The report explained that Redde has entered into “a growing number of bilateral protocol agreements with insurers who have confidence in the representations made on claims to be settled”, meaning they settle more quickly.
Redde CEO Martin Ward said: “The group has continued to make very good progress and remains well positioned, with the funds available, to support further growth. Our ‘GPS’ strategy – growth, profitability and sustainability – launched in 2013, is gaining further momentum with a growing pipeline of new business.
“The group has again exceeded performance expectations delivering a robust, profitable and cash generative result which continues to sustain attractive dividends.”
Meanwhile, Fairpoint – which owns Simpson Millar and last month acquired Colemans-ctts – announced that revenue for the first half of 2015 was up 64% to £23m, with gross profit up 21% to £4.1m. It bought Simpson Millar in June 2014.
Legal services accounted for £11.3m and £1.4m of the profit, which amounted to single-digit growth compared with Simpson Millar’s performance in the first half of 2014 pre acquisition.
Fairpoint said its “mission within legal services is to make law more accessible to consumers” and as part of this it has introduced fixed fees for over 70 “legal products”.

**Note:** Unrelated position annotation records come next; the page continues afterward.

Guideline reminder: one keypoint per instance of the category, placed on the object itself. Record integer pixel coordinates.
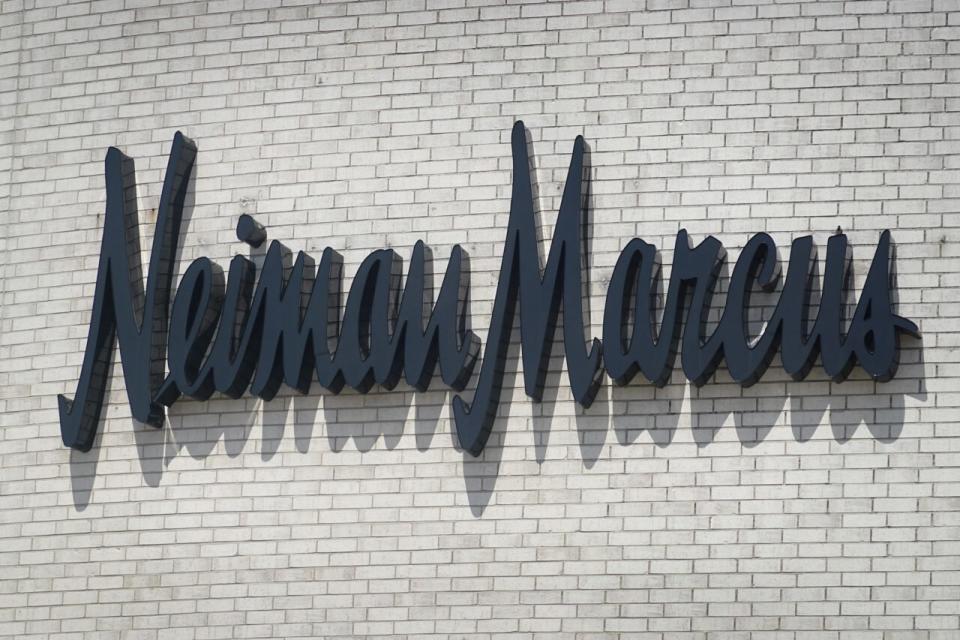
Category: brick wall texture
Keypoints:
(786, 510)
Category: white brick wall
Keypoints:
(801, 510)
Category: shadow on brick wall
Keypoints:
(197, 427)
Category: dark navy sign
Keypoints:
(240, 332)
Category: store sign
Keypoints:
(241, 333)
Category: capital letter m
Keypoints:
(121, 306)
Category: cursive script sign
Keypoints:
(237, 333)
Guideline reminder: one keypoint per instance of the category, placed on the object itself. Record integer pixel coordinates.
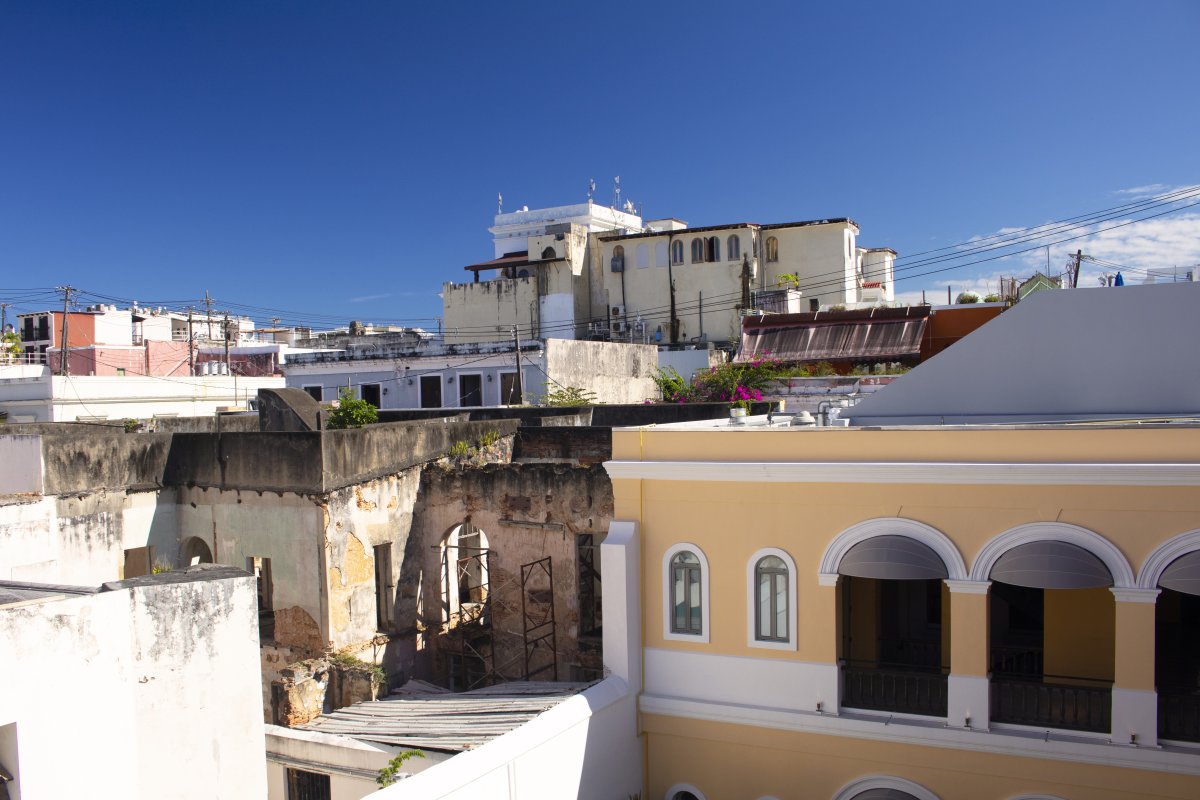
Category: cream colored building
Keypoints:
(984, 613)
(589, 271)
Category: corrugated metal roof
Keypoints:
(834, 340)
(430, 717)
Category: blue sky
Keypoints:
(339, 161)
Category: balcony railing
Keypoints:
(903, 690)
(1179, 713)
(1074, 707)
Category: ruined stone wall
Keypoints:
(526, 512)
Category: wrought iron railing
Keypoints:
(903, 690)
(1179, 713)
(1071, 705)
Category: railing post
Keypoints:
(967, 691)
(1134, 698)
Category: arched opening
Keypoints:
(465, 575)
(618, 259)
(1051, 632)
(1177, 649)
(894, 648)
(195, 551)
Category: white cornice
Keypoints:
(957, 473)
(1057, 746)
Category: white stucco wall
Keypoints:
(65, 398)
(145, 692)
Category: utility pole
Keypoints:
(191, 346)
(227, 341)
(516, 341)
(63, 349)
(745, 284)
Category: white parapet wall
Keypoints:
(69, 398)
(583, 747)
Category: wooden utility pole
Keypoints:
(63, 347)
(227, 342)
(516, 341)
(208, 312)
(191, 348)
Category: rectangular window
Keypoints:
(372, 394)
(471, 390)
(383, 587)
(510, 390)
(431, 391)
(10, 774)
(261, 567)
(138, 560)
(307, 786)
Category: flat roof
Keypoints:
(427, 716)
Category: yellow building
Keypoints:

The company told investors that it was in a “strong position to continue to develop the legal services platform organically and through further acquisition supported by an enlarged £25m financing facility”.

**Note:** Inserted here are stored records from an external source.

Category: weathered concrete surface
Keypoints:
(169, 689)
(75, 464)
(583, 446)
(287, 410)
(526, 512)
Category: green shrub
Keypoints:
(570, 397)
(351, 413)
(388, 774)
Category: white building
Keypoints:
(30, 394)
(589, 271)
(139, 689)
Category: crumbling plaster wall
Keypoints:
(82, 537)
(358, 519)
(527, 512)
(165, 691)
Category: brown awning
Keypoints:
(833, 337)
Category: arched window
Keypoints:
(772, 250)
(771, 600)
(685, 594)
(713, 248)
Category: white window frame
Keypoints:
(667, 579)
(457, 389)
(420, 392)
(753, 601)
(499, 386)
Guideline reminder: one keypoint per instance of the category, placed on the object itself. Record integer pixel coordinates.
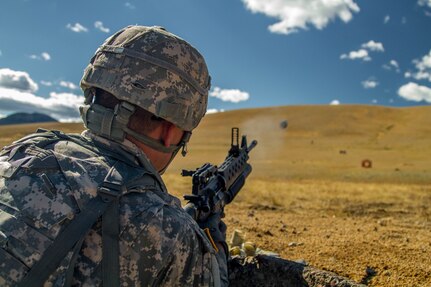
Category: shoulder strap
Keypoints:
(106, 204)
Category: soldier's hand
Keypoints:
(217, 229)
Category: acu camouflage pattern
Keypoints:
(47, 178)
(155, 70)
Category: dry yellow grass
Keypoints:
(303, 189)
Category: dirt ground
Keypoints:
(308, 196)
(376, 234)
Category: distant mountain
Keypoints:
(25, 118)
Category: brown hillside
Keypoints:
(323, 142)
(308, 196)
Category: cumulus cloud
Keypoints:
(17, 80)
(99, 25)
(46, 56)
(229, 95)
(373, 46)
(68, 85)
(43, 56)
(62, 106)
(129, 5)
(294, 15)
(77, 28)
(386, 19)
(213, 111)
(361, 54)
(423, 67)
(415, 92)
(369, 84)
(425, 3)
(392, 65)
(46, 83)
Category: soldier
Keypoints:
(92, 209)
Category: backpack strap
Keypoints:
(106, 204)
(111, 192)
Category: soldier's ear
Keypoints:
(168, 136)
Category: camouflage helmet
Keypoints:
(155, 70)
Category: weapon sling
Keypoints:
(105, 204)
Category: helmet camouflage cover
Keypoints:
(155, 70)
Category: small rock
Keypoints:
(301, 261)
(293, 244)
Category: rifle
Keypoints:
(215, 187)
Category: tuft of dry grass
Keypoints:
(308, 185)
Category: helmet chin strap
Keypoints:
(157, 145)
(112, 123)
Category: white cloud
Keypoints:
(46, 83)
(77, 28)
(44, 56)
(229, 95)
(369, 84)
(423, 67)
(415, 92)
(392, 65)
(62, 106)
(68, 85)
(99, 25)
(424, 3)
(17, 80)
(294, 14)
(353, 55)
(213, 111)
(387, 18)
(130, 5)
(373, 46)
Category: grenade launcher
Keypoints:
(214, 187)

Fairpoint CEO Chris Moat added: “Fairpoint has delivered another strong set of financial results, both in terms of profitability and cash generation, whilst continuing to execute its stated strategy of becoming a broadly based professional services group.

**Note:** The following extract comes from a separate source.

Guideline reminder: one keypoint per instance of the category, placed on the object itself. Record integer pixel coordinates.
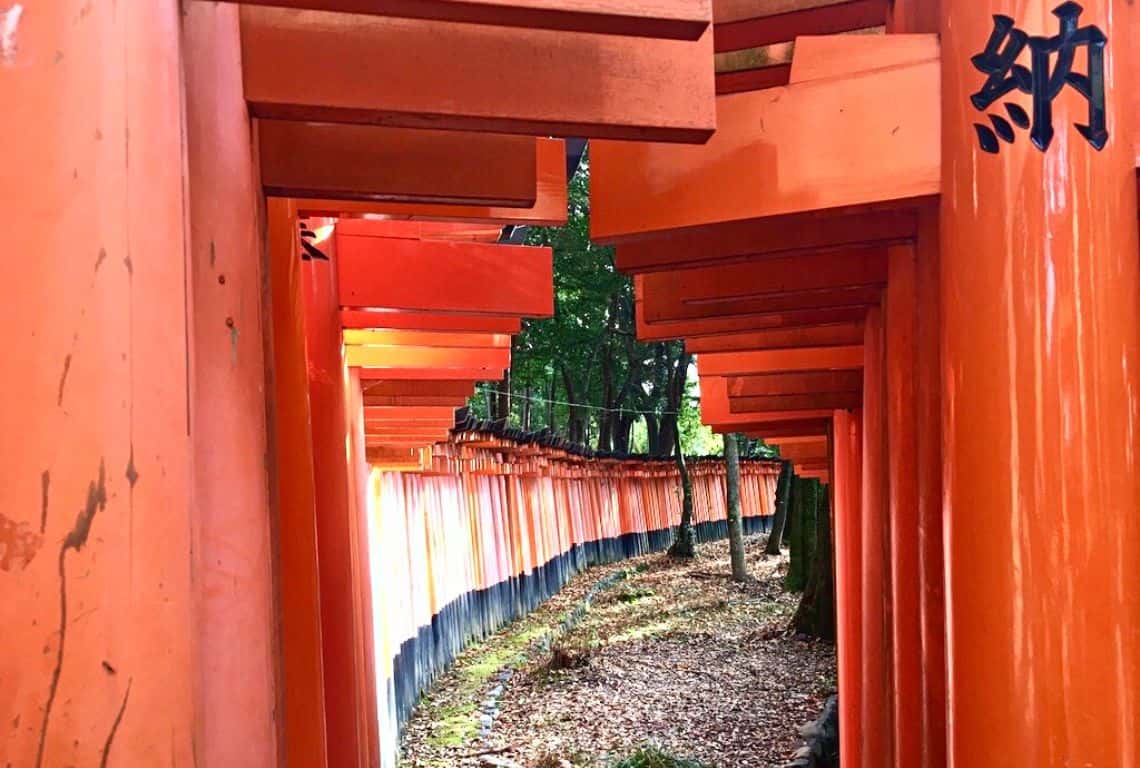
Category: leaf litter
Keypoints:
(672, 659)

“The addition, post period end, of Colemans in August 2015 now means that on a pro forma basis, legal services is expected to represent almost two-thirds of the group’s revenues. This is expected to provide an important growth stimulus for the remainder of 2015 and beyond and the group is well placed to develop upon the considerable opportunities within the legal services marketplace, both organically and by acquisition.”